Lorsque vous communiquez des données, et en particulier des données intimes, à une application, quelle qu’elle soit, n’oubliez pas que celle-ci peut partager vos données avec une autre partie. Si vous ne pouvez pas vous passer d’un service particulier, tenez compte des recommandations suivantes :

  • Choisissez judicieusement les applications. Lisez les critiques sur Google Play et l’App Store, et vérifiez ce que les utilisateurs disent des développeurs en ligne. Il a peut-être été découvert que le programme qui vous intéresse envoyait des données à des destinataires peu pertinents. Il peut aussi avoir une réputation irréprochable. Cela peut arriver.
  • Si une application souhaite obtenir vos données sensibles, consultez sa politique de confidentialité. Elle peut indiquer ouvertement que vos données seront transmises à des sociétés tierces, ce qui est mauvais signe. Même en l’absence d’une clause spécifique, si la politique est formulée de manière vague ou incompréhensible, il se peut que les développeurs tentent de cacher quelque chose.

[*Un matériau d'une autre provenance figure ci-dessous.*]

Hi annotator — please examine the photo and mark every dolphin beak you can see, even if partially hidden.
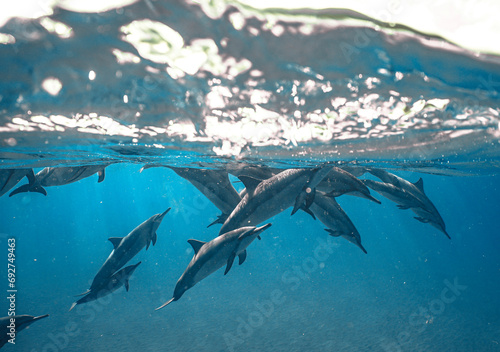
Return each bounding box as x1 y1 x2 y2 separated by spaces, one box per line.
253 223 272 234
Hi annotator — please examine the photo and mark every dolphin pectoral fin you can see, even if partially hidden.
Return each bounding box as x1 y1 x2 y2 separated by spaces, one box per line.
73 290 90 297
414 216 429 224
305 188 316 209
291 190 307 215
188 240 206 255
238 249 247 265
300 205 316 220
224 252 236 275
97 169 106 183
356 242 368 254
26 169 35 185
155 297 175 310
325 229 340 237
9 183 47 197
238 175 262 194
207 213 229 228
108 237 123 249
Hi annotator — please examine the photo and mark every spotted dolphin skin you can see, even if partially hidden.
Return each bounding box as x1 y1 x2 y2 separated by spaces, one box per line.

  • Si vous avez besoin d’une application de suivi du cycle menstruel, vous pouvez savoir au moins que deux d’entre elles, Maya et MIA, ont déjà cessé de collaborer avec Facebook. Le rapport de Privacy International mentionne également d’autres programmes pour lesquels ce genre de pratiques malfaisantes n’a pas été remarqué.
  • Ne donnez pas aux applications plus d’informations que nécessaire – réfléchissez bien à ce dont elles ont réellement besoin et à ce qui n’est pas indispensable pour leur fonctionnement. Cela ne signifie pas que vous devez revenir à l’âge du papier et du crayon, mais que vous devez être conscient que toute information que vous donnez aux applications a peu de chances de rester totalement confidentielle.